Aiuti di Stato per il settore auto Pro e contro di una storia già vista Gli interventi sono richiesti dalla crisi economica e dalla voglia di «pace sociale», ma non hanno mai contribuito a risolvere alla radice la sovra-produzione

Fiat va aiutata, oppure la mano pubblica deve restare ferma? Tema complesso. Dunque, l’interrogativo non può avere una sola risposta. Chi è contrario a forme di intervento statale ricorda i robusti sostegni di cui Torino ha più volte beneficiato in passato per uscire da situazioni di crisi e sottolinea come, in realtà, questi sostegni non risolvano la radice del problema. Tanto più che a pagare, sempre, sono stati i contribuenti.

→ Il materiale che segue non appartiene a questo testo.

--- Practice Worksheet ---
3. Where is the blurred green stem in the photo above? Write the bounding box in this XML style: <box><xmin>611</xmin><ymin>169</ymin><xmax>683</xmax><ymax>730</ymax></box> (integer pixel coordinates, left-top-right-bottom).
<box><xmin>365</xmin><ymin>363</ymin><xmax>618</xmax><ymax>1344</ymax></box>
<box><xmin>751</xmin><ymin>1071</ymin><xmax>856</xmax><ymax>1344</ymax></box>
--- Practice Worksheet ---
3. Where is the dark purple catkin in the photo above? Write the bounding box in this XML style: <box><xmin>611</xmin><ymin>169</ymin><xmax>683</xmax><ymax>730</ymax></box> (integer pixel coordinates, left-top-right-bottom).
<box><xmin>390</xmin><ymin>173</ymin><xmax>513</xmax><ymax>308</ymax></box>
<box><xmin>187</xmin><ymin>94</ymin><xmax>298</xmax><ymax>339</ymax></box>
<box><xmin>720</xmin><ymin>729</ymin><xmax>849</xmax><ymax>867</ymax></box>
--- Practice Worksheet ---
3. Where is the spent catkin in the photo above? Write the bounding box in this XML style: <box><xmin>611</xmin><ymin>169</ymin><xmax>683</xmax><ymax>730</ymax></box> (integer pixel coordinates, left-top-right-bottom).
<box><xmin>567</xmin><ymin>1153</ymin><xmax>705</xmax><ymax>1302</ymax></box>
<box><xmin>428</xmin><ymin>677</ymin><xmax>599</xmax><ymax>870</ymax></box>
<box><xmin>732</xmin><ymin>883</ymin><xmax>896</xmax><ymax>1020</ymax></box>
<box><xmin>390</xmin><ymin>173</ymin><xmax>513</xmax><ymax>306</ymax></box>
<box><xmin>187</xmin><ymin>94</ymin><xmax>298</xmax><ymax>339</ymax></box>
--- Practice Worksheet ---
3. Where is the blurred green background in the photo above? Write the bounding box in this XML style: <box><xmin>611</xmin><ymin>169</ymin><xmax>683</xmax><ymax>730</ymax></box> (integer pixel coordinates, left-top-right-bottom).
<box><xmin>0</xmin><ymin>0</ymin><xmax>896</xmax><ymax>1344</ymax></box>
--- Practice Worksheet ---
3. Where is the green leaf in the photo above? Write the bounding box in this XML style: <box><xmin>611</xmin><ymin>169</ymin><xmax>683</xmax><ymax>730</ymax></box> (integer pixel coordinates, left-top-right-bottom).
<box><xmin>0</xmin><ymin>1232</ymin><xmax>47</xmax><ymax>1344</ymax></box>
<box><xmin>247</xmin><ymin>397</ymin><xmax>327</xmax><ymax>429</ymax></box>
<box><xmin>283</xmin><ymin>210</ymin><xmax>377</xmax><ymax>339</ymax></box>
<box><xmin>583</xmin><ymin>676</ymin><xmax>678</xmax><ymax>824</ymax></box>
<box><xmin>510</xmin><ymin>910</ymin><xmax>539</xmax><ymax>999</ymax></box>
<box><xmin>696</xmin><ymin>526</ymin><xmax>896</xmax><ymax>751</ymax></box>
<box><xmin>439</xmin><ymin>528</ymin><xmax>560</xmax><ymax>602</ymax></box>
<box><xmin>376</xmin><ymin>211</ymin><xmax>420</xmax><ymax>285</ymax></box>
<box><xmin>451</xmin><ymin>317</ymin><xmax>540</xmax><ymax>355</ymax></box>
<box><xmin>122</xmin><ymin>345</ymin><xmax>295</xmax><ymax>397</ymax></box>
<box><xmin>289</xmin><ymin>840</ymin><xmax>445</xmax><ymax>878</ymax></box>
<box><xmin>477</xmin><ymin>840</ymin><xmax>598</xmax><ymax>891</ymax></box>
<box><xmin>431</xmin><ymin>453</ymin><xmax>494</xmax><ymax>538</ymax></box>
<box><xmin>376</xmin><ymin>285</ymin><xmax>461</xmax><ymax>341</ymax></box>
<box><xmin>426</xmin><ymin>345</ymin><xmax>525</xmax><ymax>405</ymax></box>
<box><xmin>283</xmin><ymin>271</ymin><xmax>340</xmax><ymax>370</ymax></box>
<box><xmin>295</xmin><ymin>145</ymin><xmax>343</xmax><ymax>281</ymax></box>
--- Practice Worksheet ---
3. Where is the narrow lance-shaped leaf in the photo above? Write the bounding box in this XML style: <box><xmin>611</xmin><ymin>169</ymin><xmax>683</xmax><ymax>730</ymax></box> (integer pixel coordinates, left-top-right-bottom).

Questa volta, però, obietta chi è a favore della stampella pubblica, la Fiat non paga colpe proprie, ma è vittima di una crisi internazionale che ha portato sull’orlo del fallimento l’intera industria dell’auto statunitense e messo nell’angolo molti marchi europei e asiatici. Non soccorrere il Lingotto sarebbe quindi disastroso per due motivi: il settore, indotto compreso, vale 800mila occupati. C’è un problema di pace sociale da salvaguardare. Punto secondo: in mancanza di un coordinamento a livello comunitario, auspicabile ma forse impossibile da realizzare, i singoli Stati, dalla Francia alla Germania fino al Regno Unito, si sono mossi per salvare le proprie industrie. Se non sostenuta, Fiat si troverebbe in una posizione di forte svantaggio competitivo.